As a longtime Wikipedia editor and aficionado of Wikipedia silliness, I enjoy it when I stumble upon evidence of a vicious long-ago battle between two editors on the wording of some article. For instance, when some fairly anodyne assertion has a ludicrous number of citations given to support it, that usually means that some editor who wanted that sentence in the article when someone else didn’t went nuclear to justify its inclusion. I bring this up because the article for Spielberg’s War of the Worlds calls it a “science-fiction action thriller film,” and supports that genre description with a footnote that contains seven subordinate footnotes backing it up. But is it a horror movie, maybe? The nationally syndicated newspaper comic strip Curtis calls it a “horror remake.” Maybe it’s time to open this discussion again. See ya out there in the marketplace of ideas!

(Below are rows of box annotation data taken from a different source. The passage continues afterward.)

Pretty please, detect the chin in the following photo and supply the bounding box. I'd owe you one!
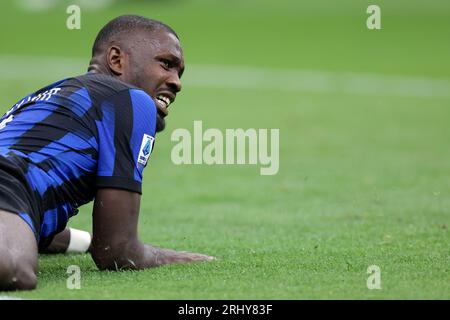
[156,113,166,132]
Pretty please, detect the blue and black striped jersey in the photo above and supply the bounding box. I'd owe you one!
[0,73,156,240]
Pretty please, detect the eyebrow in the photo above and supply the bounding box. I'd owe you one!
[158,53,184,78]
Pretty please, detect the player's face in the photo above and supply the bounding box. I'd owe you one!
[130,30,184,131]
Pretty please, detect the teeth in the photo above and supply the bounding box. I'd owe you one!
[156,95,170,108]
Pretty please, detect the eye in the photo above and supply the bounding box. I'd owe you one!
[161,59,172,70]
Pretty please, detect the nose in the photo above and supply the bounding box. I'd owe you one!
[167,72,181,92]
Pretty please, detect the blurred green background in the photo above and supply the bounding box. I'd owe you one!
[0,0,450,299]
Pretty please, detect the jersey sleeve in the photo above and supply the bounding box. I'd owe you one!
[96,89,156,193]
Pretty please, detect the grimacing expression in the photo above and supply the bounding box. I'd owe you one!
[125,29,184,132]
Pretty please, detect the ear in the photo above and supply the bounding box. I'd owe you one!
[106,46,127,76]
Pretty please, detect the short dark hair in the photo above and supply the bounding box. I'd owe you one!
[92,15,178,56]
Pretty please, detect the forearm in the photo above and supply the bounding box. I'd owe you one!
[91,238,215,271]
[40,227,91,254]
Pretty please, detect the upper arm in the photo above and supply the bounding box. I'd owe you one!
[96,89,156,193]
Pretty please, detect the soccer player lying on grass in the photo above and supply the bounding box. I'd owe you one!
[0,16,214,291]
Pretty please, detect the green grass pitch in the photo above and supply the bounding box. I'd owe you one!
[0,0,450,299]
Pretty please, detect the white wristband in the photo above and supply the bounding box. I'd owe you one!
[66,228,91,253]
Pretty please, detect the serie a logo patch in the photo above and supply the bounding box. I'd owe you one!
[138,134,155,166]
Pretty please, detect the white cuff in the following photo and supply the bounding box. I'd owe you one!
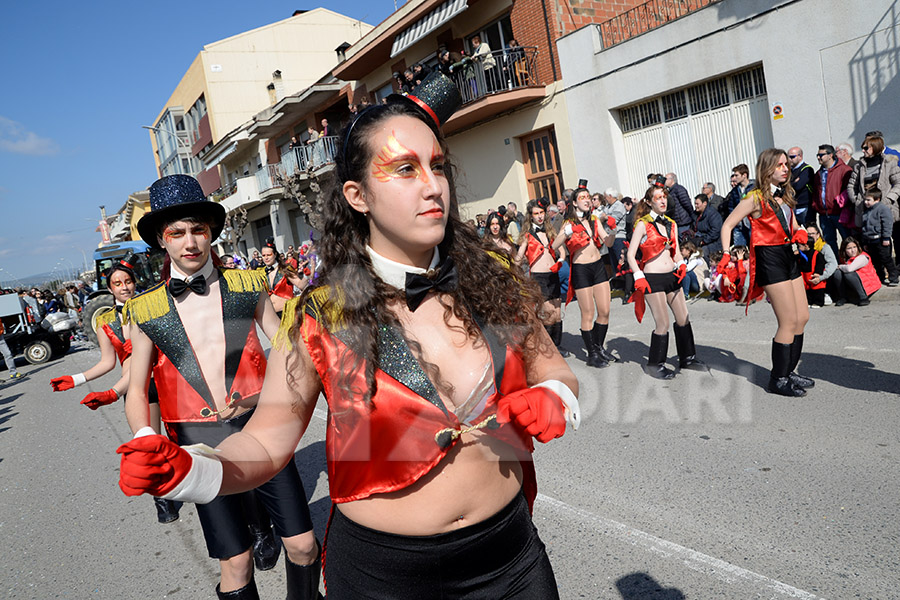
[163,444,222,504]
[531,379,581,431]
[131,425,157,440]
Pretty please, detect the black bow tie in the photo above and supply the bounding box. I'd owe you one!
[169,275,206,298]
[406,256,458,312]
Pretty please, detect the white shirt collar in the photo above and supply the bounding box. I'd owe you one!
[366,246,441,290]
[170,254,216,283]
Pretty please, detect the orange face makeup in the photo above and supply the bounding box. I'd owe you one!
[372,131,444,183]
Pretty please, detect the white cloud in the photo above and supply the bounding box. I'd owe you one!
[0,116,59,156]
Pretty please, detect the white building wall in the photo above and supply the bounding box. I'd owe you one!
[558,0,900,194]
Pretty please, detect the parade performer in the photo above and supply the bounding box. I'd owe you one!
[516,198,569,357]
[260,238,309,314]
[553,179,619,367]
[116,72,578,600]
[719,148,815,396]
[50,257,181,523]
[628,186,706,379]
[119,175,320,600]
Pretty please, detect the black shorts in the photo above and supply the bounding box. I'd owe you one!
[531,271,560,300]
[753,244,800,287]
[644,273,681,294]
[572,258,609,290]
[168,410,312,559]
[324,494,559,600]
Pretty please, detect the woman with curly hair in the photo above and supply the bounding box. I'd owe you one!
[628,186,706,379]
[719,148,815,396]
[553,179,618,367]
[516,198,569,356]
[114,73,578,600]
[484,211,513,255]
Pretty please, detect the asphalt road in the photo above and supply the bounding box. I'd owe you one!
[0,290,900,600]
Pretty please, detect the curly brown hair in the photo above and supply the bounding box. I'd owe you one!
[288,101,546,402]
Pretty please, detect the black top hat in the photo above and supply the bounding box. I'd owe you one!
[138,175,225,248]
[388,71,462,127]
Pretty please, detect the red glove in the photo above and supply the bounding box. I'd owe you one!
[116,435,194,497]
[497,387,566,444]
[50,375,75,392]
[716,252,731,273]
[81,390,119,410]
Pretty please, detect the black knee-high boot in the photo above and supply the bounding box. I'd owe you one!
[284,546,322,600]
[675,321,708,371]
[153,496,181,523]
[766,340,806,397]
[591,323,619,363]
[216,577,259,600]
[241,491,281,571]
[788,333,816,389]
[644,331,675,379]
[581,329,609,367]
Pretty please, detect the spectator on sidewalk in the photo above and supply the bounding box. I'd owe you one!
[666,173,694,237]
[813,144,851,254]
[788,146,816,225]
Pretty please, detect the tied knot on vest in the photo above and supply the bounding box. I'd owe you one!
[434,415,500,450]
[406,256,459,312]
[169,275,206,298]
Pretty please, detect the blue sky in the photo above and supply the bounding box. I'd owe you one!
[0,0,394,285]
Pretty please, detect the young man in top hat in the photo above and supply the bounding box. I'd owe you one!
[118,175,320,600]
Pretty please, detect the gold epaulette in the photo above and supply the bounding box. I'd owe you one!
[91,306,116,333]
[219,269,269,292]
[122,281,169,323]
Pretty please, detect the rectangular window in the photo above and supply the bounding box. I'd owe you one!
[521,128,562,202]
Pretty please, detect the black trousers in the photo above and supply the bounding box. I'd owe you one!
[325,494,559,600]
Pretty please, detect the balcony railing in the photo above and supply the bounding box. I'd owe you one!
[599,0,722,48]
[444,46,538,104]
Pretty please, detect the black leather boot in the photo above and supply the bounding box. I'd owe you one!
[788,333,816,389]
[766,340,806,398]
[284,546,322,600]
[675,321,709,371]
[216,577,259,600]
[591,323,620,363]
[153,496,182,523]
[581,329,609,367]
[644,331,675,379]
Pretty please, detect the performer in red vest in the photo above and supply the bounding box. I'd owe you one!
[628,186,706,379]
[119,175,320,600]
[719,148,815,396]
[50,262,181,523]
[116,72,578,600]
[553,179,618,367]
[516,198,569,357]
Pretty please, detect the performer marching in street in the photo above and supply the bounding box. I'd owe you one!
[50,257,181,523]
[120,175,320,600]
[114,72,578,600]
[553,179,619,367]
[260,238,309,314]
[516,198,569,357]
[719,148,815,396]
[627,186,706,379]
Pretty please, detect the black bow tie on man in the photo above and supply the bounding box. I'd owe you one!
[169,275,206,298]
[406,256,459,312]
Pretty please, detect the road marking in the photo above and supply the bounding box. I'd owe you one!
[537,494,821,600]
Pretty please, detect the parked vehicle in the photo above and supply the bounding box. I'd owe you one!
[81,241,165,344]
[0,294,78,365]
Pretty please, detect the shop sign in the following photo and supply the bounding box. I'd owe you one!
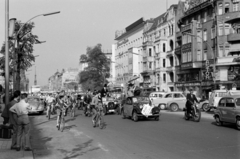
[175,82,201,87]
[181,63,193,69]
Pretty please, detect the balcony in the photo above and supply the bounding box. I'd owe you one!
[227,34,240,42]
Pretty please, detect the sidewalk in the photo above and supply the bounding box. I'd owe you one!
[0,113,33,159]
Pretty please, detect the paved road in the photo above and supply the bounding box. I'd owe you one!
[31,111,240,159]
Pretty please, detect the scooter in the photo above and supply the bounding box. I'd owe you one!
[183,104,201,122]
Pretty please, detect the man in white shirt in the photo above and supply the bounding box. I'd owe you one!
[10,93,31,151]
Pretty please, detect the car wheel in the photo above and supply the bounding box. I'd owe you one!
[236,117,240,130]
[202,103,210,112]
[158,104,166,110]
[121,109,126,119]
[215,115,223,126]
[132,111,138,122]
[170,103,179,112]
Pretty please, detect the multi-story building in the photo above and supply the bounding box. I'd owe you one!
[112,18,145,89]
[175,0,240,95]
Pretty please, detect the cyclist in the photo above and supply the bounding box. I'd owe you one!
[56,95,68,129]
[92,91,103,127]
[46,94,54,117]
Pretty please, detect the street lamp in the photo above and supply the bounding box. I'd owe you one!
[183,32,216,89]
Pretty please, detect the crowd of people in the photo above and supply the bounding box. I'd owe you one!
[1,85,108,151]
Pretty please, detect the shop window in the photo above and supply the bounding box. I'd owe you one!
[203,30,207,41]
[218,3,223,15]
[225,2,230,13]
[233,2,239,12]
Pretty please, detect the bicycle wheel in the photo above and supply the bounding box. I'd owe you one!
[60,117,65,132]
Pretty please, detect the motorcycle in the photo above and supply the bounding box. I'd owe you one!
[183,104,201,122]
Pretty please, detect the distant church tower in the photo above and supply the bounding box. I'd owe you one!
[34,66,37,85]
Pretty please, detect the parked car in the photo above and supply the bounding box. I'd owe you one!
[121,96,160,122]
[209,90,240,109]
[27,96,44,114]
[149,92,166,100]
[213,95,240,130]
[167,97,208,112]
[102,97,118,115]
[152,92,186,109]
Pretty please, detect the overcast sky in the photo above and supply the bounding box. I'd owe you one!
[0,0,178,85]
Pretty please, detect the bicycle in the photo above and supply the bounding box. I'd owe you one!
[93,108,104,129]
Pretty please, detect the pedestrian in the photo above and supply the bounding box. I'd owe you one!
[10,93,31,151]
[9,91,21,150]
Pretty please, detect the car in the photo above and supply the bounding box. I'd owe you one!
[209,90,240,109]
[152,92,186,109]
[27,96,44,114]
[213,95,240,130]
[149,92,166,100]
[102,97,118,115]
[166,97,208,112]
[121,96,160,122]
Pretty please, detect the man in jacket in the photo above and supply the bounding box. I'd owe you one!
[186,88,199,114]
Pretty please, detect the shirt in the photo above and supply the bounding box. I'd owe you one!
[10,100,31,116]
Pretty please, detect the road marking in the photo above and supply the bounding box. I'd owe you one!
[98,143,109,152]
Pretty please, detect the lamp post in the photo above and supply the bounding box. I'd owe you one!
[183,32,216,89]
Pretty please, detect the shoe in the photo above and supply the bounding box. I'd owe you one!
[24,147,32,151]
[16,147,20,151]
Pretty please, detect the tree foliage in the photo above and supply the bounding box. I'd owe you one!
[0,21,39,89]
[79,44,110,90]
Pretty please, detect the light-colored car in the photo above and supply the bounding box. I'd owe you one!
[167,97,208,112]
[213,95,240,130]
[149,92,166,100]
[152,92,186,109]
[209,90,240,109]
[27,96,44,114]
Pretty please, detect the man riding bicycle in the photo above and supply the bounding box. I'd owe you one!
[92,91,103,127]
[46,94,54,117]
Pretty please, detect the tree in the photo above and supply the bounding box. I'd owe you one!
[79,44,110,90]
[0,21,40,90]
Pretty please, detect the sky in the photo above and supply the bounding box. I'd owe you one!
[0,0,179,85]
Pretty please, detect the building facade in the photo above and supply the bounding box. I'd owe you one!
[175,0,240,95]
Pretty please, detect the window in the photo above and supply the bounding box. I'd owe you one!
[233,2,239,12]
[218,3,223,15]
[226,98,235,108]
[203,30,207,41]
[218,98,226,107]
[225,2,230,13]
[224,24,230,35]
[149,48,152,56]
[165,94,172,98]
[211,28,216,39]
[218,46,223,57]
[188,52,192,62]
[203,50,207,61]
[163,43,166,52]
[218,24,223,36]
[163,73,166,83]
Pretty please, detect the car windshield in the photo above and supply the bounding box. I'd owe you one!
[236,98,240,106]
[133,97,149,103]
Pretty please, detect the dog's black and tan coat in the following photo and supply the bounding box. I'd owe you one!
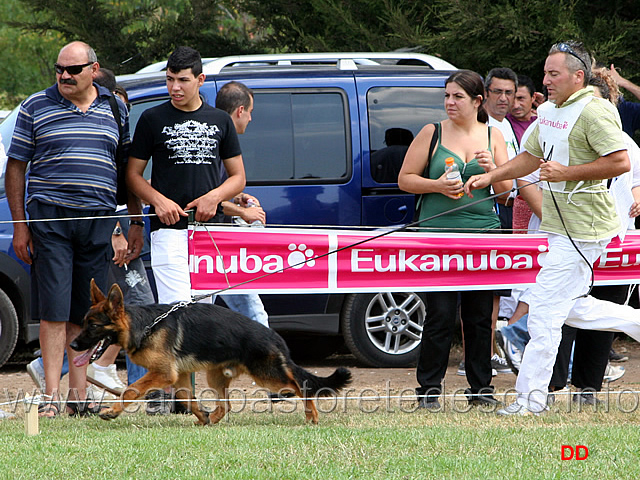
[71,281,351,425]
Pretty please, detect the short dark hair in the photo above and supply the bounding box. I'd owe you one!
[216,80,253,115]
[518,75,536,97]
[444,70,489,123]
[484,67,518,90]
[549,40,593,87]
[93,67,116,92]
[167,47,202,77]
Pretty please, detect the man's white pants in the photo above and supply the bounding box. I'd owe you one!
[516,234,640,412]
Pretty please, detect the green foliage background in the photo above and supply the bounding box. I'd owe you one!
[0,0,640,108]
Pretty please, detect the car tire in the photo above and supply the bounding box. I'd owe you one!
[340,292,427,367]
[0,290,18,367]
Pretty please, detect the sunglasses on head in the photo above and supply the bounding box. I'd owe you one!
[53,62,95,75]
[556,43,589,72]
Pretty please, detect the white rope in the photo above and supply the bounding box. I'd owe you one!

Dennis the Menace, 6/20/26

I guess Henry is supposed to be sweaty and exhausted, but it really looks to me like he’s crying, possibly because it also really does not look to me that the Mitchells are in Disneyland, the actually trademarked happiest place on Earth. They lied to him and told him this obviously non-branded amusement park was Disneyland, but he can’t handle the deception anymore! He’s weeping because of the web of lies he’s spun for his only son!

Blondie, 6/20/26

Please, Elmo, ever since the Supreme Court’s decision in Learning Resources, Inc. v. Trump, nobody cares about tariffs anymore. “Lemonade prices are spiking because so much of this year’s lemon crop has been unable to get through the Strait of Hormuz” is the new hotness!